Unruly and loud?  Jesus they make it sound like it’s going to attack me.  It’s a vagina, not a bear.  If I was with a girl and she took her pants off and I saw what they’re describing, I would start hitting it with my shoe.


(104) Comments

  1. thedudeabides 07/24/2008 08:28

    Again with her boobies?

  2. thedudeabides 07/24/2008 08:30

    I just hooked up with a girl that looked like she was from the 60s and it totally threw me off my game

  3. Rick (with a silent P) 07/24/2008 08:33

    CGI for her pubes?  Why not CGI her face? Better still reshoot the flick with Kate Beckinsale

  4. thedudeabides 07/24/2008 08:33

    Man that guy in the black shirt is really trying hard not to look, also a shame they didn't let the fat guy beside him turn around and get a peek.  I'm no sienna fan but I'm sure that fatty hasn't ever seen kitty that nice

  5. ososexilexi 07/24/2008 08:33

    Where's Balthazar?

  6. snappy.vajayjay 2.0 07/24/2008 08:34

    Haha, unruly and loud. I can already hear the digital enhancer gagging.

     

    A merkin (first use,  1617) is a pubic wig originally worn by prostitutes after shaving their genitalia to eliminate lice or disguise the marks of syphilis. 

     

     

  7. snappy.vajayjay 2.0 07/24/2008 08:35

    BINGO!

  8. thedudeabides 07/24/2008 08:36

     

    I'm guessing the CGI guys had to digitally remove all the stretch marks and "Puffy was here" "Jude Law was here" and "The Pacific Fleet was here" graffiti on her kitty so they just decided to add hair while they were at it

  9. Nancy Reagan 07/24/2008 08:36

    I love eating tarantula…Mmmmm…

  10. Nancy Reagan 07/24/2008 08:37

    I do my part by breaking up with a woman whan she can't figure out how to take care of her box.  Seriously, trim that shit back… 

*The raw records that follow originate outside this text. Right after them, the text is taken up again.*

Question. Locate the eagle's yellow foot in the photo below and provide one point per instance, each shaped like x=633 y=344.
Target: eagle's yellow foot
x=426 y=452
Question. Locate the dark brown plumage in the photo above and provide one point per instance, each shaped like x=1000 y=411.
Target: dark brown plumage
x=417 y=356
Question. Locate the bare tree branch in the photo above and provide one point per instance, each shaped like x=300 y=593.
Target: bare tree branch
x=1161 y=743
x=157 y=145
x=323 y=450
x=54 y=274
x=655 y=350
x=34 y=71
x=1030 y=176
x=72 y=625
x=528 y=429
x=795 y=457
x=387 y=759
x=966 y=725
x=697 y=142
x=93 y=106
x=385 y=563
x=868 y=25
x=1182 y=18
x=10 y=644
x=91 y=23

  11. mephistopheles jefferson 07/24/2008 08:40

    As some of you may recall, I'm fucking a Korean chick currently.  Know what the best part about her is?  She has no arm or leg hair.  Not even armpit hair.  It's like fucking a dolphin.  

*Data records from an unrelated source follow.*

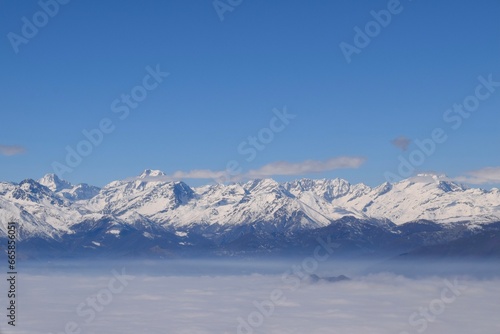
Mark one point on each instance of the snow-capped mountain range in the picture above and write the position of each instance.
(51, 205)
(51, 208)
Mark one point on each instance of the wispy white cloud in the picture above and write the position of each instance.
(279, 168)
(481, 176)
(10, 150)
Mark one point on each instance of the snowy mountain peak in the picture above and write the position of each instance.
(150, 173)
(54, 183)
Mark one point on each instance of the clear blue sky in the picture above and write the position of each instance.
(226, 77)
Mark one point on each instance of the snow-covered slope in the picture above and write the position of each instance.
(51, 206)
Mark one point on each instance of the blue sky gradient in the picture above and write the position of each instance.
(227, 77)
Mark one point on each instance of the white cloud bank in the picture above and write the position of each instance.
(279, 168)
(487, 175)
(376, 304)
(10, 150)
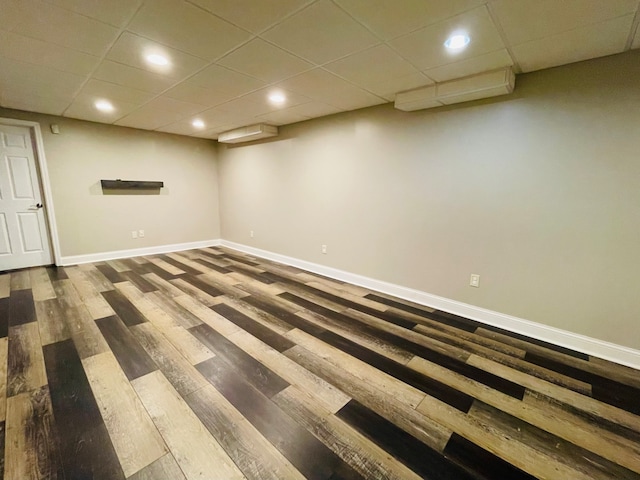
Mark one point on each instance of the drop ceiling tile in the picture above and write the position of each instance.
(113, 91)
(553, 16)
(181, 128)
(186, 27)
(597, 40)
(83, 107)
(124, 75)
(388, 88)
(31, 50)
(261, 97)
(264, 61)
(160, 112)
(188, 91)
(131, 50)
(314, 109)
(425, 48)
(306, 33)
(392, 18)
(113, 12)
(41, 20)
(471, 66)
(38, 79)
(372, 66)
(249, 14)
(30, 101)
(246, 108)
(314, 84)
(281, 117)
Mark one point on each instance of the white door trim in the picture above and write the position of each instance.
(34, 129)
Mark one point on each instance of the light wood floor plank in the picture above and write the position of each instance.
(135, 438)
(25, 371)
(165, 468)
(90, 295)
(195, 450)
(31, 451)
(5, 285)
(364, 456)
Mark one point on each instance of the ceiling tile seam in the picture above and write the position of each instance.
(634, 29)
(503, 36)
(417, 29)
(264, 30)
(86, 16)
(581, 27)
(90, 75)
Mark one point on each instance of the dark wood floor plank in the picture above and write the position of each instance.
(256, 457)
(256, 329)
(283, 315)
(481, 463)
(139, 281)
(212, 265)
(493, 381)
(313, 459)
(56, 273)
(110, 273)
(388, 317)
(182, 266)
(423, 460)
(436, 389)
(2, 436)
(133, 359)
(4, 316)
(85, 446)
(259, 376)
(127, 312)
(588, 464)
(201, 284)
(21, 307)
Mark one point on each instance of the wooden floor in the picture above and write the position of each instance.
(210, 364)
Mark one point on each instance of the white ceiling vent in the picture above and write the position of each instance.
(475, 87)
(248, 134)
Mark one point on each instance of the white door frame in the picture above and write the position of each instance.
(43, 180)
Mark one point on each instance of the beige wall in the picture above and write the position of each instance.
(539, 193)
(88, 221)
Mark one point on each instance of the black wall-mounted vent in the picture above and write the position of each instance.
(130, 184)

  12. Just the Tip 07/24/2008 08:41

    "If I was with a girl and she took her pants off and I saw what they’re describing, I would start hitting it with my shoe."

    Sometimes, that's just a good practice anyway.

  13. MC Soundwave 07/24/2008 08:42

    " If I was with a girl and she took her pants off and I saw what they’re describing, I would start hitting it with my shoe"

    Interestingly enough, sometimes I just randomly hit the girls I'm with in the vagine with my shoe, just to keep them on their toes…and keep me erect.

  14. MC Soundwave 07/24/2008 08:43

    Damn it Just the Tip! GREAT MINDS HIT VAGINAS ALIKE

  15. Seej 07/24/2008 08:43

    Wait, so they can make people up to look like werewolves and aliens and whatever the fuck those things were in Pan's Labyrinth, but they can't make a bush look convincing?  Bullshit.  I could sweep up clippings off a barber's floor, rub them into some chewing gum, and make a pubic wig capable of fooling an audience.  Do you think the truth is they just forgot until after filming?

  16. markie_mark 07/24/2008 08:46

    Sienna Miller just enhanced the size of my penis

  17. markie_mark 07/24/2008 08:47

    mephistopheles jefferson - she'll probably will have hair when she's older than 15

  18. Seej 07/24/2008 08:48

    Meph, that's the sort of thing they should tell us about on the news.  In fact, if Korean chicks just got some tee-shirts with the words "Like fucking a dolphin" on them, every other woman would have to double her carbon-footprint with electrolysis or move to France (or somewhere else that likes em fuzzy) just to have any chance of getting laid ever again.

  19. VaginaOfParis 07/24/2008 08:50

    I thought we were in the process of getting rid of Bush. Now they are digitally bringing back Bush? Fuck!

  20. Avatar 07/24/2008 08:50

    Wait. That's what people call a "pussy? Like, the thing most women have between their legs, right? So are you saying the hanging things with hairy balls I've been sucking for chocolate and sweets since Sunday school are male privates?! Damn, I think I was had. Thanks for the education WWTDD!! So cool!!